Oct 20, 2006
Published in: Book reviews
Death March, Second Edition by Edward Yourdon is an interesting study of high-risk software projects, which would normally be expected to fail - author defines a death march as a project for which an unbiased risk of failure is greater than 50%.
The books starts by exploring death march project concepts, introducing various causes and reasons why people would join them. After looking at such projects from a very personal perspective of an individual member, the author then presents several other viewpoints - from the perspective of corporate politics and from the perspective of other people involved in the death march team.
Primary audience of this book are project managers, and they will benefit from ideas and techniques aimed to identify key players, decide whether corporate politics allow any chance of success for the project, how to negotiate the project so that it does not become a ‘suicide’, how to build a team for an imminent death march and how to prevent team self-destruction.
For the development, rather then advocating any single methodology, the author provides a list of pragmatic tools and techniques and references to some best/worst practices for death march projects collected by other researchers, such as feature triage, prioritisation, ‘good enough’ software and avoiding methodology police. Software development methodologies are discussed mostly in terms of the role they play in helping or sabotaging a death march project - with a very interesting comment on how insisting on methodology can turn a normal project into a death march. The second edition of this book was published in 2004, and includes a comparison between techniques used to get death marches back on track and agile methodologies that emerged between two editions. The book as a whole can be even seen as a great case for agile software development, as XP does a good job of minimising some risks that lead to a death march project, and there are a lot of similarities between proposed death-march best practices and XP principles.
Although my personal experiences are different from one of the key ideas of the book, that ‘death march projects are the norm, not the exception’, I recognised several of my projects in the descriptions of ‘mission impossible’ and ‘ugly’. Death March is quite a thought-provoker, and it made me revisit my own dark experiences, thinking about what we did and how we did it, why projects succeeded and failed, where we were wrong and how not to do it again. Case studies in this book discuss problems common in software development (though typically not so extreme, as ‘stakes are higher and emotions stronger than in normal projects’), so the proposed solutions are a good starting point for ideas that can be applied to improve typical projects.
The book has 225 pages, filled with interesting ideas, stories and quotes. Thanks to it’s unique form, it provides readers with several viewpoints on best practices and explanations - most chapters are followed by a list of e-mail excerpts that offer greater insights and clarifications.
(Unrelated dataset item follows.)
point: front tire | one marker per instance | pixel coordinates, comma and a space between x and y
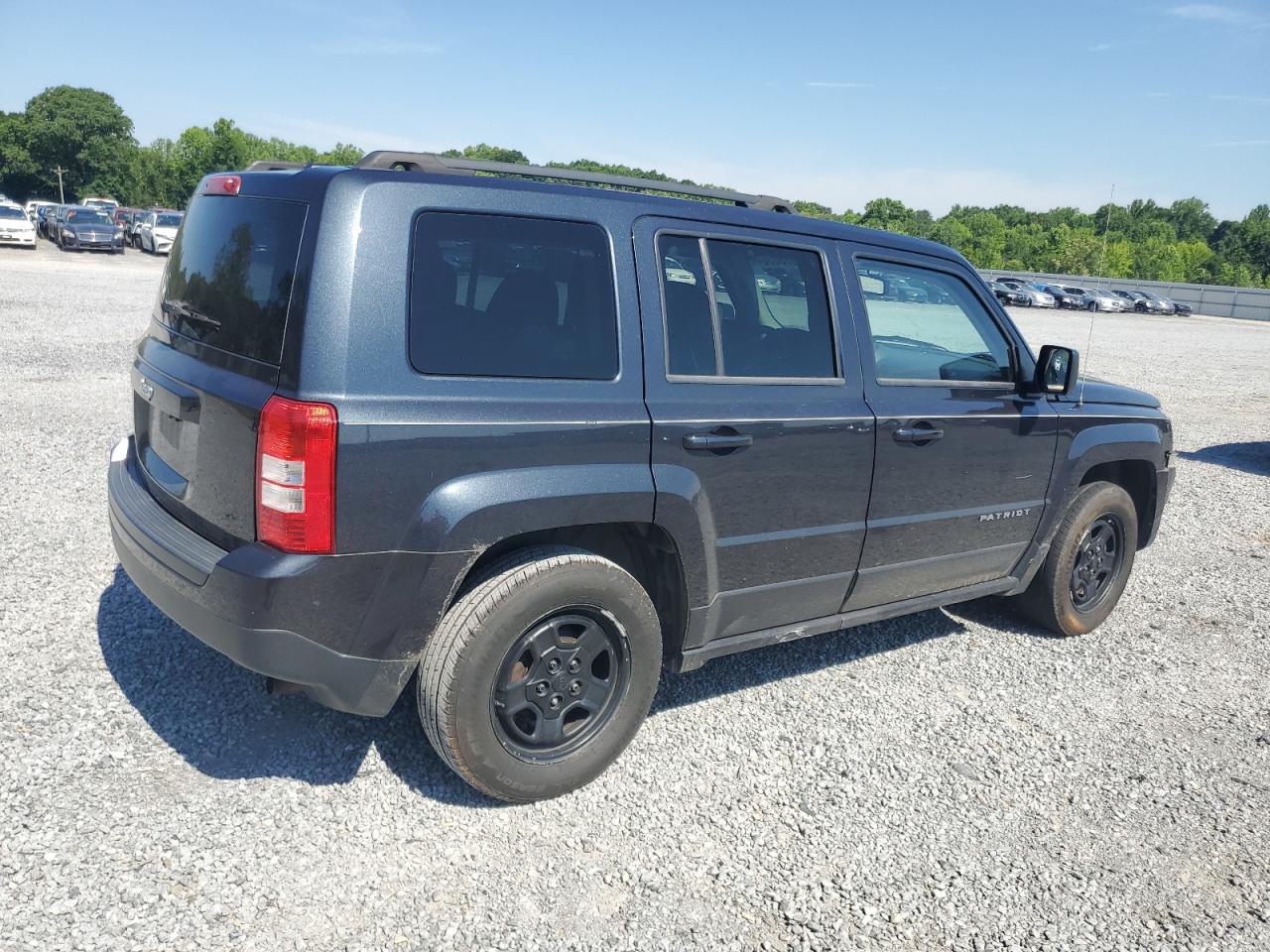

Reference sections of most similar books can safely be skipped, but I suggest reading these carefully, as quite a few contain hidden gems.
Although it is aimed mostly at project managers, ‘Death March’ should prove to be an interesting read for a broader audience, and I strongly suggest it to all mid-level and senior-level software workers, regardless of what they exactly do in the industry. Key lessons to be learned from Death March are equally important to developers, testers and project managers - especially how to notice that you are being dragged into a death march, how to make a rational decision whether to get involved, what you can do to get out and how to survive it, should you decide to stay or cannot escape.